In 2016, the U.S. Department of Education's HSI-STEM and Articulation Program awarded a near $4 million grant to Humboldt State University, spanning five years. The grant-funded program, Pathways to Excellence, is intended to increase the number of Hispanic/Latinx and/or low-income students attaining degrees in the fields of science, technology, engineering, or mathematics and to develop model transfer and articulation agreements between two-year and four-year institutions in such fields. The grant supports the work of four key components, each of which was carefully designed based on evidence from previous studies and from an assessment of HSU's challenges to meet the needs of a diversifying incoming student body.

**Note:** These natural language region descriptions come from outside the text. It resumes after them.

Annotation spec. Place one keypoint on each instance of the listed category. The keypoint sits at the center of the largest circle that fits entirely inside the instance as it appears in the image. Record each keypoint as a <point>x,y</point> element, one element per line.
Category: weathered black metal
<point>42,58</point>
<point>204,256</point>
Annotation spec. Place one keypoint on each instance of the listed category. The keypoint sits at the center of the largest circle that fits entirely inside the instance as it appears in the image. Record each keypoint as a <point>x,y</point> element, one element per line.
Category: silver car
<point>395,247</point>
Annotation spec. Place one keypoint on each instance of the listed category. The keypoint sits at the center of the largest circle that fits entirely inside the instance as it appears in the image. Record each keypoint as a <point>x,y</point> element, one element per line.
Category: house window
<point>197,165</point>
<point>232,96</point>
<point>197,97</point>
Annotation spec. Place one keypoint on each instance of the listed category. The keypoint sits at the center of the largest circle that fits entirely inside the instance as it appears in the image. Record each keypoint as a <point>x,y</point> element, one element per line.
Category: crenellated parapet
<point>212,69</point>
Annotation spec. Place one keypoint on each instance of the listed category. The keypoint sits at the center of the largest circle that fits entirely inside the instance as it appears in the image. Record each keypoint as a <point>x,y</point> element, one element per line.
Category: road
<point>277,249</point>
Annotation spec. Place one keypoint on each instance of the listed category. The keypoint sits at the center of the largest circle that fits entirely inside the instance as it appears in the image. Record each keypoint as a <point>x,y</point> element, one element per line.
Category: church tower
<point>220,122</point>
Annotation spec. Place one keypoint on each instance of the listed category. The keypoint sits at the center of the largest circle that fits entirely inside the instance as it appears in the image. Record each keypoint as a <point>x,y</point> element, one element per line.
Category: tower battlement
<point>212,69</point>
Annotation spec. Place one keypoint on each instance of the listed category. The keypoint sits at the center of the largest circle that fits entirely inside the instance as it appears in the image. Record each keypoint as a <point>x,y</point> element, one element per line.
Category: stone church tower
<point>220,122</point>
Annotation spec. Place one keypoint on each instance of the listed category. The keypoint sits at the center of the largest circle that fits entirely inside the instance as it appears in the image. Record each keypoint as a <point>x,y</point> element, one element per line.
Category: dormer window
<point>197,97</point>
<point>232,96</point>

Place-based learning communities, the first of the components, has had strong impacts on fostering a sense of belonging, stronger engagement, and retention amongst first-year students, particularly those from Latinx and Native American communities. Place-based learning communities immerse students in the cultural, political, social, natural aspects of "place", including the local community or natural environment, providing a more holistic and hands-on approach to education. The place-based learning communities incorporate four integrated activities into the curriculum: a summer immersion experience, a STEM-based first-year seminar, STEM peer mentors, and linked gateway courses. The Klamath Connection, a pilot program for place-based learning communities, introduces freshman to the most popular science majors through a focus on the Klamath River, while integrating activities to help students recognize the relationships between science, engineering, the natural environment, and local Native American tribes. The activities and curriculum culminate in a cohort of students working alongside faculty and staff to understand the Klamath experience together. Please join us as the College of Forestry welcomes Dr. Matt Johnson, a project director for the HHMI Inclusive Excellence program at Humboldt State University, to learn more about opportunities to close equity gaps in first-year STEM students.
Dr. Matt Johnson is a professor in the Wildlife Department at Humboldt State University. His research interests lie in wildlife habitat selection and habitat quality, and he's currently focused on studying how agricultural production and bird conservation can coexist. He has worked on the habitat ecology of insect-eating birds in coffee farms for many years, and in 2015 he started working with barn owls and wine grape producers in California. Most recently, his educational work has involved collaborating to launch 'place-based learning communities' for first-year STEM students that have helped advance inclusive student success.